What Pi Has to Prove on the Convergence Stage
The bar is not awareness. Pi has plenty of that. The bar is credibility with the audience that has historically rolled its eyes at the project. Developers want to see an SDK and a clear identity attestation flow. Policy people want to see how Pi handles data minimization in jurisdictions with strict privacy regimes. Institutional allocators want to see whether the 18 million verified user number translates into integrations that other crypto projects actually use.
If Kokkalis and Fan land those points cleanly, Pi exits Consensus 2026 looking like the proof-of-personhood network with the largest live deployment, full stop. If they do not, the project goes home with a bigger spotlight on a chart that has been falling for over a year. Either outcome reshapes how the rest of 2026 plays out for Pi.
Frequently Asked Questions
When is Nicolas Kokkalis speaking at Consensus 2026?
Pi Network co-founder Nicolas Kokkalis speaks on May 7, 2026, the final day of Consensus 2026 in Miami. He joins the Convergence Stage panel titled "How to Prove You're Human in an AI World (Without Doxing Yourself)," which focuses on verifying real users online without forcing them to share private identity documents.
What is Pi Network's role at Consensus 2026?
Pi Network is an official sponsor of Consensus 2026, running May 5 to 7 in Miami. Both co-founders, Nicolas Kokkalis and Chengdiao Fan, deliver speaking slots.
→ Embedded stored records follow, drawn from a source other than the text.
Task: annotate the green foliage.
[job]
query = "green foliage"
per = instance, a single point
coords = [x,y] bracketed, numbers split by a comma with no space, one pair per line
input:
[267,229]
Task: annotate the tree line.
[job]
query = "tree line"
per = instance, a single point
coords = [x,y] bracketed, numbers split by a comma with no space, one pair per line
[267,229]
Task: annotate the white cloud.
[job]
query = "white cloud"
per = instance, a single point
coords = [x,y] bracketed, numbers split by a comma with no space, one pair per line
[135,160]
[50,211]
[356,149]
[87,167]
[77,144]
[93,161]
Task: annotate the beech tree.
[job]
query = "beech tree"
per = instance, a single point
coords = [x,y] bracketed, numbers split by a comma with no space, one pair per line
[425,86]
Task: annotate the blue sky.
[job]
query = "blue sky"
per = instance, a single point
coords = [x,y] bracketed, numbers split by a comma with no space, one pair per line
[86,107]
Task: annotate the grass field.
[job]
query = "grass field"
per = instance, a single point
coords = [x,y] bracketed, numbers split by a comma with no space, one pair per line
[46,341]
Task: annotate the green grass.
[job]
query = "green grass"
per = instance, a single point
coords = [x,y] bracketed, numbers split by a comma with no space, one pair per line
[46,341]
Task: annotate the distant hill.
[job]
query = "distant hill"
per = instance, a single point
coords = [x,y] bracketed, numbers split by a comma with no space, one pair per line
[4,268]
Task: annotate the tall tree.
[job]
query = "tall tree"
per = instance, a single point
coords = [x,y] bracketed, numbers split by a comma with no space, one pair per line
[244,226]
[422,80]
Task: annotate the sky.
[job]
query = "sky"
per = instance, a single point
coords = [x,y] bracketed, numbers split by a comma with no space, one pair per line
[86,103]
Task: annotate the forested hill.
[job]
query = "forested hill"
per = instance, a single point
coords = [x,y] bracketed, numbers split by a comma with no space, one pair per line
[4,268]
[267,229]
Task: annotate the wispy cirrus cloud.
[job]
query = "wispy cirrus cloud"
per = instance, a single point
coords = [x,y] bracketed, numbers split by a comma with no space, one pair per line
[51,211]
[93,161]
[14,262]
The conference is expected to draw over 20,000 attendees, giving Pi access to institutional, developer, and policy audiences in a single venue.
How many KYC-verified users does Pi Network have?
Pi Network reports more than 18 million KYC-verified participants on its network as of April 2026. The project has processed over 526 million verification tasks using a combination of human reviewers and AI-assisted fraud detection, and it argues this verified base is its core advantage in the proof-of-personhood category.
What is the PI token price right now?
The PI token was trading at approximately $0.1687 as of April 23, 2026. That price is roughly 94% below the all-time high of $2.99 reached in February 2025. The market has yet to price in recent technical milestones such as the Protocol 22 upgrade and the Protocol 23 smart contract release expected in May.